Conducting rigorous outcomes studies should be the next step. We can begin with observational studies; datasets exist that could allow researchers to measure the extent of overlap among operations, along with surgical outcomes. Reasonable controls for case complexity and comorbidities are available. To eliminate potential selection effects, however, there should also be discussion among surgeons and ethicists about the feasibility of randomized, controlled trials.

The biggest challenge for such trials would likely be obtaining informed consent.
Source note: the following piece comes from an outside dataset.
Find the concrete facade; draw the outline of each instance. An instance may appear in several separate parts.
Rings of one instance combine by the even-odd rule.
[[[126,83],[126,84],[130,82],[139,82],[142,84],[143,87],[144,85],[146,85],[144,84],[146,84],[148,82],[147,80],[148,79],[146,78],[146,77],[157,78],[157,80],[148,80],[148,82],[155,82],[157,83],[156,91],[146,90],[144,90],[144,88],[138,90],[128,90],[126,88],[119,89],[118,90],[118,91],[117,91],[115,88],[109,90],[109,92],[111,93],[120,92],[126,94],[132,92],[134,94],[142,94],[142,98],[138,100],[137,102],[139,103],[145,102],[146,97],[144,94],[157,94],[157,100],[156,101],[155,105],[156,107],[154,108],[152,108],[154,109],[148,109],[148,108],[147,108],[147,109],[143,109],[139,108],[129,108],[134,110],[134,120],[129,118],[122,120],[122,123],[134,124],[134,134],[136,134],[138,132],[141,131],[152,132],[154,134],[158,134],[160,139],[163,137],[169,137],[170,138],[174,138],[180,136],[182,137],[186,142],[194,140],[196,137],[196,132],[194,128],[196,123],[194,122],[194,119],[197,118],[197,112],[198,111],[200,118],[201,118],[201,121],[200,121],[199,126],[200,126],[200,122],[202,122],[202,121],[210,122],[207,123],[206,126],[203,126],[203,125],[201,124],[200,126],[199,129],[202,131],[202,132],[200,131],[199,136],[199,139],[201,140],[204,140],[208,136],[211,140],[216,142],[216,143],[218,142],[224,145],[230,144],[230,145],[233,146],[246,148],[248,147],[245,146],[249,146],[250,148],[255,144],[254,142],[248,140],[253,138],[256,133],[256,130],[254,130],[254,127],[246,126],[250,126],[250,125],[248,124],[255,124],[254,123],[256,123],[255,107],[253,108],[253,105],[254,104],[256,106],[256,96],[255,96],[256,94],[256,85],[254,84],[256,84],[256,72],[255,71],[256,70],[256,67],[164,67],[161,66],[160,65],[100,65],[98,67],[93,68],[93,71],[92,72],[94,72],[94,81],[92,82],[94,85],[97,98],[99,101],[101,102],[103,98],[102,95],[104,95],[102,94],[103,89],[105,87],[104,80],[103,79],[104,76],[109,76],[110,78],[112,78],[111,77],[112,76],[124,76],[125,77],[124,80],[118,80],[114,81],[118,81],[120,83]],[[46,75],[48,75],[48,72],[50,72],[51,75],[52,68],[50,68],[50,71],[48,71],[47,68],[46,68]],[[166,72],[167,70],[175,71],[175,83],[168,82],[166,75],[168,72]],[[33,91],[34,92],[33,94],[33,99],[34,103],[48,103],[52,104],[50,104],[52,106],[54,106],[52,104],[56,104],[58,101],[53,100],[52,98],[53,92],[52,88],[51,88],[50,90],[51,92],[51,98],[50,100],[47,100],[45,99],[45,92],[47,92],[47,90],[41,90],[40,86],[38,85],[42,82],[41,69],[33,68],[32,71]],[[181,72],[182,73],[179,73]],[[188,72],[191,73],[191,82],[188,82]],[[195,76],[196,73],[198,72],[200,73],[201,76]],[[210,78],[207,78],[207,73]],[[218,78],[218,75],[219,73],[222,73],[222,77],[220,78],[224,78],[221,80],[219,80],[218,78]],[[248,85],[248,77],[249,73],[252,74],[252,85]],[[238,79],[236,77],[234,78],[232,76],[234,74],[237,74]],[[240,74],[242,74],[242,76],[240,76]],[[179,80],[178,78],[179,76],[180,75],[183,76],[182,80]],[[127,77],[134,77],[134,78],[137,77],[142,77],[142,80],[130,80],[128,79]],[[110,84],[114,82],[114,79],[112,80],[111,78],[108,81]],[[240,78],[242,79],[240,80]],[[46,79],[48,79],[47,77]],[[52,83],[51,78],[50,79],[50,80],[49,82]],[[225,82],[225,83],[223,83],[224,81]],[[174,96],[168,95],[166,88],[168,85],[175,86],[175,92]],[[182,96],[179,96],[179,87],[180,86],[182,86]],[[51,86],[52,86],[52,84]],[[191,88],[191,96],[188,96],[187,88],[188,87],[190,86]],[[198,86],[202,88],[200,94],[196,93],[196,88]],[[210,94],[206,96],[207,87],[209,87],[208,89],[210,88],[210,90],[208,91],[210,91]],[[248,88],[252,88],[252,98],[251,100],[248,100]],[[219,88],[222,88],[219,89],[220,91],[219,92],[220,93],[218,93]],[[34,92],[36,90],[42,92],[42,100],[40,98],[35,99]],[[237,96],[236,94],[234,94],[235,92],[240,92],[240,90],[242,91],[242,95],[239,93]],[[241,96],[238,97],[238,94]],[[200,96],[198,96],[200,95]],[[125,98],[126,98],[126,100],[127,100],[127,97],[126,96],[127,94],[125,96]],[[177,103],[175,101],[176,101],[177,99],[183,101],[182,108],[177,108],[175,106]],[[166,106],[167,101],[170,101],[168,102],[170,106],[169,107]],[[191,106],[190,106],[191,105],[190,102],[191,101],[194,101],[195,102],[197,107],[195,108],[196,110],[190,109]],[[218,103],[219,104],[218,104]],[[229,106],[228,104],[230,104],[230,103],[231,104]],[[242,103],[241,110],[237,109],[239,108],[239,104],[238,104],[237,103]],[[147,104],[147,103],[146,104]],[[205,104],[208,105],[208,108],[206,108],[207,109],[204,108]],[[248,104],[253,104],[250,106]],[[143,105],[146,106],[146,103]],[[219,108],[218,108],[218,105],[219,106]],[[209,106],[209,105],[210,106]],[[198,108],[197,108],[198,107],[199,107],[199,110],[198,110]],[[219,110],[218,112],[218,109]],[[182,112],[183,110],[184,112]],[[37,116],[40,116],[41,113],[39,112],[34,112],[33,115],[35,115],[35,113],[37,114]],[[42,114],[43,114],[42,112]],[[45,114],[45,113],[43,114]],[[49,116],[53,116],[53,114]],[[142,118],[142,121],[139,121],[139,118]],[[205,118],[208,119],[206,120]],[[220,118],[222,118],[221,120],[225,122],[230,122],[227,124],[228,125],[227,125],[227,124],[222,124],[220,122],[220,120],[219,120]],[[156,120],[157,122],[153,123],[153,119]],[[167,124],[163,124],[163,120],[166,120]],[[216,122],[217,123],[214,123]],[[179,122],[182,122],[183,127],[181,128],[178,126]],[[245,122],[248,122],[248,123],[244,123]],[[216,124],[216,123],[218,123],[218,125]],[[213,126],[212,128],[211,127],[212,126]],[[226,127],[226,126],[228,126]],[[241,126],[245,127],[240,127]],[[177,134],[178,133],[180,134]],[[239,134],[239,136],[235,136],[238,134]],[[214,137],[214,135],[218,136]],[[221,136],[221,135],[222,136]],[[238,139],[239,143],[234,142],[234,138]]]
Most patients would probably be surprised and dismayed to learn how commonly overlapping scheduling occurs, and many could shy away from study participation.

If the evidence shows decrements in clinical outcomes associated with overlapping scheduling, then attention must immediately be paid to whether these decrements can be addressed using a team-based approach; and if not, how scheduling will be changed. If no differences in outcomes are shown, then attention should focus on better communication with patients. Patients need to understand that concurrent procedures are common and that specific steps are taken in order to minimize the risk of adverse outcomes [10]. These facts must be explained early on, so that the information can be incorporated into patients’ choice of surgeon and facility.

Patients assume that, like the pilots of which Dr. Bernstein speaks, their surgeons are giving them their full energies during the operative period. When that is not the case, surgeons and their institutions need to be able to say, with candor and with evidence that the care they provide does not suffer.